DataRobot, a leading player in automated machine learning (ML) and artificial intelligence (AI), has acquired Paxata, one of the early self-service data preparation pure play vendors. DataRobot says the acquisition of Paxata will help it "bolster its end-to-end AI capabilities;" in fact, it headlined its press release on the subject with that very wording. Terms of the deal were not disclosed.
Paxata, on its own, was arguably more focused on data preparation for straight-up descriptive analytics, rather than AI. But AI platforms need data prep too, to help data scientists streamline and cleanse their data sets. Data prep can also be extremely helpful in so-called feature engineering work, which aims to extract ML model inputs (the "features") into their own data columns from specific subsets of column data present before the data prep work takes place.
I spoke with Phil Gurbacki, SVP of product development and customer experience at DataRobot, who told me every DataRobot user needs to do data prep in order to be successful with ML. As such, Gurbacki said that while the standalone Paxata product will remain available, the company is most enthusiastic about taking Paxata data prep and bringing it to every single DataRobot customer in an integrated fashion.
Gurbacki also explained that data prep workloads for AI and ML are different than they are for BI and analytics. First, prep for AI is typically focused on a narrow set of columns that are transformed into the model features. Also, data prep is needed not just for training ML models, but also for prepping the data scored by those models as predictions are generated. Data prep on scoring data needs to happen with very low-latency and is, by its nature, a frequent, production process. This differs from BI data prep, which is conducted less frequently, on larger data volumes, against a broad set of columns.
Though the workloads differ, DataRobot sees the Paxata technology as being ready and able to accommodate both scenarios.
Prep, for the people
Paxata was founded in 2012 by a team that included seasoned veterans from the enterprise business intelligence (BI) world. Co-founder & chief product officer Nenshad Bardoliwalla is an alumnus of legacy CRM vendor Siebel's analytics team, as well as BI pioneer Hyperion, and SAP (Siebel and Hyperion were both acquired by Oracle). Co-founder and CEO Prakash Nanduri hailed from Tibco and SAP.
I met Bardoliwalla at a TDWI chapter meeting in NYC, where he presented when Paxata was still in stealth mode. He explained that he and others has the strong belief that data prep in the enterprise BI world was too hard and too reliant on IT specialists. This state of affairs, in turn, disenfranchised business users from pursuing analytics with enthusiasm and effectiveness.

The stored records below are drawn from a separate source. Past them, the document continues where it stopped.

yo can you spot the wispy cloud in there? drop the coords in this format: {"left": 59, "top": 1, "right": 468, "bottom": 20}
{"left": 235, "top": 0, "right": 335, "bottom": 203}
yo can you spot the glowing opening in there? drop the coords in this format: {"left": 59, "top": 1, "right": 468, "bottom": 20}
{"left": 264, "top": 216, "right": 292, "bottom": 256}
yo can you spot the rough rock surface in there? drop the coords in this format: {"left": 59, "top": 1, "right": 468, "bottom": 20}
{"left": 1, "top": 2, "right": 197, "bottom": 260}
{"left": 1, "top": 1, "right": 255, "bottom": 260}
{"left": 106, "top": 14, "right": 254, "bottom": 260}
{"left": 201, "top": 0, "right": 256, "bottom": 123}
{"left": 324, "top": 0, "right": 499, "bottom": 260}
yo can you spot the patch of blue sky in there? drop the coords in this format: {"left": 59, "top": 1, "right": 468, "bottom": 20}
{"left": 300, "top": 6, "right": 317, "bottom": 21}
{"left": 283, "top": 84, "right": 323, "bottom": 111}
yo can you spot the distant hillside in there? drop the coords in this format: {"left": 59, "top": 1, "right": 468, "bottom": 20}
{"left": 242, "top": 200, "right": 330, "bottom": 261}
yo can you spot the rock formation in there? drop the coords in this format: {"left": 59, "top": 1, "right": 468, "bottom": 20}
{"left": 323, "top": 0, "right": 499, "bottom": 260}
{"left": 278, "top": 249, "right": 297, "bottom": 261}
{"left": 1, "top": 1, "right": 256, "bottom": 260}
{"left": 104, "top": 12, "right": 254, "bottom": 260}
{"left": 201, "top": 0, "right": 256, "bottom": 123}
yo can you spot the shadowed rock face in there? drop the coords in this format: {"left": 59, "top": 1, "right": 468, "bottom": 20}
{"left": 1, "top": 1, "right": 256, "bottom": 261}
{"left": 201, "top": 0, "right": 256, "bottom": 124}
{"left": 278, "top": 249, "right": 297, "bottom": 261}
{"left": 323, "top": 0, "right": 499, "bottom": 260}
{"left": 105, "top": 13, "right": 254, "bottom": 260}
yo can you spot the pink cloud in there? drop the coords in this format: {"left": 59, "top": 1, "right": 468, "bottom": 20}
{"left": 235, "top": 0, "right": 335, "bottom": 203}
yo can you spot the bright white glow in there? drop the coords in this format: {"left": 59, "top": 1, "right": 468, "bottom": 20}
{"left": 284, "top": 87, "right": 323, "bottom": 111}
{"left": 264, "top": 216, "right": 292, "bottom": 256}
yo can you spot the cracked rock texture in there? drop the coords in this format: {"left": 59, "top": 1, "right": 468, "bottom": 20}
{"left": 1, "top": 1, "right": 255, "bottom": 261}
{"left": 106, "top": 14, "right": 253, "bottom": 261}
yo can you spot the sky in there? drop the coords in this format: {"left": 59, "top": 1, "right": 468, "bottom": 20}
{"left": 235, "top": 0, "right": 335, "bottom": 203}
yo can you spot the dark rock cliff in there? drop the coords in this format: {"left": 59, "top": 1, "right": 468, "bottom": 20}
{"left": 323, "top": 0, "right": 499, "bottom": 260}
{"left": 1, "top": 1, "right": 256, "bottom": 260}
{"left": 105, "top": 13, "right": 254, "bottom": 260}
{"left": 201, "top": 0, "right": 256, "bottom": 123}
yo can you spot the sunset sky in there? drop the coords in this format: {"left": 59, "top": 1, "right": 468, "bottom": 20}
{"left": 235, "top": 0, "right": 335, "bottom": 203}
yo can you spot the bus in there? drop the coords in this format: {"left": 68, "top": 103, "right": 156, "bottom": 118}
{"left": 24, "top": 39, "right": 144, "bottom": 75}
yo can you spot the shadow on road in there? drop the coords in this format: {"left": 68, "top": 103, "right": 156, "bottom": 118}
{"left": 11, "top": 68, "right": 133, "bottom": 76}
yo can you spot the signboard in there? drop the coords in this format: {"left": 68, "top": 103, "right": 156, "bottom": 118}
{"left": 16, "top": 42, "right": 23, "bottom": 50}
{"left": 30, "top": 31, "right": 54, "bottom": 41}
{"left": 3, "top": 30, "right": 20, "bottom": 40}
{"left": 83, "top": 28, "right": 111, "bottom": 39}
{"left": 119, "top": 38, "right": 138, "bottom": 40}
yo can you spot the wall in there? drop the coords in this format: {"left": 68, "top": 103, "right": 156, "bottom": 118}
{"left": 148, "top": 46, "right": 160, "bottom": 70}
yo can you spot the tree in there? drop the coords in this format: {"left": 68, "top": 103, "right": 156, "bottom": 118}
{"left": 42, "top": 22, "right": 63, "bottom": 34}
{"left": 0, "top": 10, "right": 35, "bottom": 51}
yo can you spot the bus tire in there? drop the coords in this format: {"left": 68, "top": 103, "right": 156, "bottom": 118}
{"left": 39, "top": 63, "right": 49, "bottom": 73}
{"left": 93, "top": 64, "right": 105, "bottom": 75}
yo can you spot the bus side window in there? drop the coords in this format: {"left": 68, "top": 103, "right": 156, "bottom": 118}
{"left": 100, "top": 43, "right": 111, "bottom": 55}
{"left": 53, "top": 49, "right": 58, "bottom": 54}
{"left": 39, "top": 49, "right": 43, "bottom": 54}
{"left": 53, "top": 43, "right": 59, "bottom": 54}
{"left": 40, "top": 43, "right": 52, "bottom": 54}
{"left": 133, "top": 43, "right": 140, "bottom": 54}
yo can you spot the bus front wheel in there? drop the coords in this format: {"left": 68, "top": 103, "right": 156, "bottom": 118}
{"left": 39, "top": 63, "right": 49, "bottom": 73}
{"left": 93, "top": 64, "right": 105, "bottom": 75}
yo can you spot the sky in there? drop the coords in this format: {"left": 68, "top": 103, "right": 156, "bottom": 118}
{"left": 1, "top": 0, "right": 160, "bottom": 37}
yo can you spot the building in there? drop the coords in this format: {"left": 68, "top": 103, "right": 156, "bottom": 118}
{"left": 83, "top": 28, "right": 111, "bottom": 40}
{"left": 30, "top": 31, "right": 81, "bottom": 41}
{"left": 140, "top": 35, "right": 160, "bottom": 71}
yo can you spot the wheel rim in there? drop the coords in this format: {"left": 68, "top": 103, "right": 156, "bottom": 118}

If this were an analogy question on a standardized test, we might say [Paxata]:[data prep] as [DataRobot]:[AI and ML]. Both companies have sought to democratize their respective technology areas, by offering self-service platforms that empower business users and mitigate their reliance on rarefied specialists. With that in mind, the acquisition makes a great deal of sense, something Gurbacki confirmed when he told me that "DataRobot's mission is to build an enterprise AI platform that bridges the gap between raw data and business value."
Vendor category or feature set?
It's also the case that data prep as a pure play vendor category is getting whittled down, through diversification and, now, consolidation. Alteryx has significantly broadened its platform, through the acquisitions of Semanta and Yhat, in the data catalog and AI arenas, respectively. Datameer has done likewise with the introduction of its Neebo data virtualization platform. And while Trifacta remains independent, the company is highly focused on cloud data warehouse and data lake scenarios, and its technology is leveraged by Google for its Cloud Dataprep product. Meanwhile, home-grown self-service data prep has been added by companies like Microsoft, Informatica, Talend and Tableau, to their own stacks and core products.
It's a natural stream of events for innovation in a specific technology area (like self-service data prep for Big Data) to beget multiple pure play vendors who productize that innovation. And it's a natural consequence, as an area of innovation matures, for its vendors to be acquired, both by incumbents and players in newer areas, like AI. We've seen this happen with BI and -- while one data point doesn't constitute a trend -- maybe now we'll see it with data prep.